Seit knapp einem Jahr laboriere ich an Panikattacken. Einen Auslöser zu dem Ganzen habe ich leider noch nicht gefunden. Bei mir fing es damit an, dass ich vermehrt mit Herzpieken zu tun hatte. Eines Tages kamen dann Übelkeit, Herzrasen, Taubheit in den Armen und kribbeln dazu. Ich bin damit in die erste Hilfe gegangen, die schickten mich nach einigen Untersuchungen wieder nach Hause, sagten mir, dass alles in Ordnung sei und vermutlich einfach zu viel stress der Auslöser sei. Ich habe danach ca. drei Monate nichts mehr gehabt. Dann ging es los mit Drehschwindelattacken. Daraufhin bekam ich Kortisontabletten, die mir zunächst gut geholfen hatten aber Panik in mir auslösten. Daraufhin ging ich erneut zum Arzt, schilderte meine Probleme und bekam pflanzliche Medikamte gegen die Panik mit nach Hause. Was soll ich sagen. diese halfen mir überhaupt nicht. Ich hatte mehrere Tage mit starken Attacken zu tun, dachte ich würde sterben. Das wars! Ich habe dann immer unterschiedlichste Beschwerden bekommen - Kloß im Hals Gefühl mit Husten, Schwindel - HNO abgeklärt ohne Befund. Allergietest ohne Befund. Röntgen Thorax, altersentsprechend. Lediglich eine Blutentnahme ergab eine leichte Leukozytenerhöhung. Schmerzen erfolgten im Bereich der Nieren, Urologen aufgesucht, bis auf Leukozytenanstieg im Urin unauffällig. Zwischendurch kämpfe ich immer wieder mit dieser Übelkeit, Benommenheitsgefühl, Sehschwäche, Herzschmerzen. Letzteres lies mir keine Ruhe und ich ging zum Kardiologen. Nach erfolgten Herzultraschall - kein weiterer Befund. Es zieht sich seit Monaten - mal ist es besser, mal schlechter. Vor einer weile war ich über ein paar Tage im Urlaub und war völlig beschwerdefrei, kurz vor Ankunft an meinem zu Hause ging es wieder los mit Benommenheit, Übelkeit, Herzrasen - Panik.

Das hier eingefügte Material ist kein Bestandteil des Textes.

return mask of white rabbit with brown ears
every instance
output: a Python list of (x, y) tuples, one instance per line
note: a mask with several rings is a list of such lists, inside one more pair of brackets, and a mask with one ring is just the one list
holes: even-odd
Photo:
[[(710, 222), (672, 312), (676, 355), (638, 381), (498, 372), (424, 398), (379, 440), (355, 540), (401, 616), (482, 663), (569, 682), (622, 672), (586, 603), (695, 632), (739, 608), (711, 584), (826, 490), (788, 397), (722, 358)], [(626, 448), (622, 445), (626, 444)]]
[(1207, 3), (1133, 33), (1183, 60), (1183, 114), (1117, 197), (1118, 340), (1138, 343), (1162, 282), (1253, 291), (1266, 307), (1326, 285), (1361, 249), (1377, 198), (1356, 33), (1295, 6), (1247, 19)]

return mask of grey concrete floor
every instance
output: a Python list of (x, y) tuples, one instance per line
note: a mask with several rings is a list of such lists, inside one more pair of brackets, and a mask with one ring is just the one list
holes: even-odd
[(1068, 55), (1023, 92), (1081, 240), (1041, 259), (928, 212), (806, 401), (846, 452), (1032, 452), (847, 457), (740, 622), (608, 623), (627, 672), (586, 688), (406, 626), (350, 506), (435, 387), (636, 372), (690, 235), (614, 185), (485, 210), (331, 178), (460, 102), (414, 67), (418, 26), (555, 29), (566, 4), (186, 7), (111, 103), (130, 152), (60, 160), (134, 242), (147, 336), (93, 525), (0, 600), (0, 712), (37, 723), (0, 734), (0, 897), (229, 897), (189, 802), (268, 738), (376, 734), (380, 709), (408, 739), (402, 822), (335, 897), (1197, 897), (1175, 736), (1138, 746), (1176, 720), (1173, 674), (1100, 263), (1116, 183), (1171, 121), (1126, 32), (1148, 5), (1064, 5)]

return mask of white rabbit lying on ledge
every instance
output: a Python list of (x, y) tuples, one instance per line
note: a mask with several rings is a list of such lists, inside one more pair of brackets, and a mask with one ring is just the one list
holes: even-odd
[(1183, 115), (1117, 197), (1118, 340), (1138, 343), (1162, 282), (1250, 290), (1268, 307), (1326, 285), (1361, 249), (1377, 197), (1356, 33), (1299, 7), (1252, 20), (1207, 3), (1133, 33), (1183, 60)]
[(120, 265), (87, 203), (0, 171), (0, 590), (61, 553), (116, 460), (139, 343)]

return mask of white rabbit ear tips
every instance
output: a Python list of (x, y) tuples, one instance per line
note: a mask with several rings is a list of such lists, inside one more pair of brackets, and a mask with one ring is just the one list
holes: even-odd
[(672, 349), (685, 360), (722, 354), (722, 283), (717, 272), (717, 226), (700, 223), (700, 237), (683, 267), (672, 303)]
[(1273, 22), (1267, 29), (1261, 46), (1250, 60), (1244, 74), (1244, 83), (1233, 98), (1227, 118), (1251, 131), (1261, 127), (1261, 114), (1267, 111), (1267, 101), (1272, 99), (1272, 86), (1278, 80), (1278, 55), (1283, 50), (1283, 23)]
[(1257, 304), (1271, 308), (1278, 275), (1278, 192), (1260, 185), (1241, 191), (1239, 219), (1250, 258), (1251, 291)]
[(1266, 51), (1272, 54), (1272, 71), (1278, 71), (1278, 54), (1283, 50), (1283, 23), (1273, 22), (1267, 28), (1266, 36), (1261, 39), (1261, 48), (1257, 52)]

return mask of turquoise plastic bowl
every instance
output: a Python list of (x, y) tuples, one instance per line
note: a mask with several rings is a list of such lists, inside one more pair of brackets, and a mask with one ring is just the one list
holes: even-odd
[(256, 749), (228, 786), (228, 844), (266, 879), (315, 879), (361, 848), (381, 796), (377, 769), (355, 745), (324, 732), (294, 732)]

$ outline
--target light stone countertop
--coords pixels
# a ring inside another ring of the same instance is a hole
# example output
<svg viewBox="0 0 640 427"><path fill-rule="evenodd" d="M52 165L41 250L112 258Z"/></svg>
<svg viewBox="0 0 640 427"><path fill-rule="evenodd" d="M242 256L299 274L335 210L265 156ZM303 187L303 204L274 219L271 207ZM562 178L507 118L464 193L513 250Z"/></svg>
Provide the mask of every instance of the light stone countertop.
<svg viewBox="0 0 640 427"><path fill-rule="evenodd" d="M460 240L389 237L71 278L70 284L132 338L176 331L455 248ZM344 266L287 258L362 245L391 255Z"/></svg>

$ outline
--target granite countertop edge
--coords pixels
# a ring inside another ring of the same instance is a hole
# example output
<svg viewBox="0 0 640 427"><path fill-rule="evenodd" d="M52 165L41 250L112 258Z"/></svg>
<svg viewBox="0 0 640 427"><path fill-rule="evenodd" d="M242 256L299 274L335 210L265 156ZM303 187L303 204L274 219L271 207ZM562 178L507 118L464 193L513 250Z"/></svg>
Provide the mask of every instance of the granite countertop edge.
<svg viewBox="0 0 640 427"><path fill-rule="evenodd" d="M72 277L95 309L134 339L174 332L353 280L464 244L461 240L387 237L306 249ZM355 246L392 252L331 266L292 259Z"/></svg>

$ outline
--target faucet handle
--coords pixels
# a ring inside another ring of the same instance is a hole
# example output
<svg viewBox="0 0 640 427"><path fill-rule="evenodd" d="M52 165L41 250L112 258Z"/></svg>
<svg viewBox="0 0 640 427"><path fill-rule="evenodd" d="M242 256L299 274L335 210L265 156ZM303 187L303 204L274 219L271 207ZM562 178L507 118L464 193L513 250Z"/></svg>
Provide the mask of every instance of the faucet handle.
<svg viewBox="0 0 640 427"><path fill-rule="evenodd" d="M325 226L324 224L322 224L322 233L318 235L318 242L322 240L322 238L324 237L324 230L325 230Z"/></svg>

Es zieht sich durch mein Leben. Neuerdings verspüre ich schmerzen in den Beinen, ein fieses brennen bis in den Oberschenkel, teilweise schlafen meine Beine ein. Im Laufen habe ich keine Beschwerden. Heute ist es wieder schlimm mit der Luft. sodass ich im Schlaf aufgeschreckt bin und dachte keine Luft mehr zu bekommen. Ich dachte sofort: wenn das doch ne Thrombose in den Beinen ist und jetzt eine Lungenembolie daraus wird, dann stirbst du jetzt wirklich. Ich weiß dass das nicht der Fall ist, aber in den Momenten der Attacken ist es für mich echt. und es belastet mich, denn irgendwie habe ich das Gefühl nicht mehr zu wissen wann ich wirklich etwas haben könnte und damit zum Arzt gehen sollte und wann das wieder typische Beschwerden meiner Panik sind.
Wenn ich abgelenkt bin, arbeiten oder mit meinen Freunden oder der Familie zusammen bin, dann fallen mir diese Symptome gar nicht groß auf. Immer nur dann, wenn ich zur Ruhe komme.
Ich bin 33 und möchte nicht mein ganzes Leben damit verbringen mich meiner Panik anpassen zu müssen.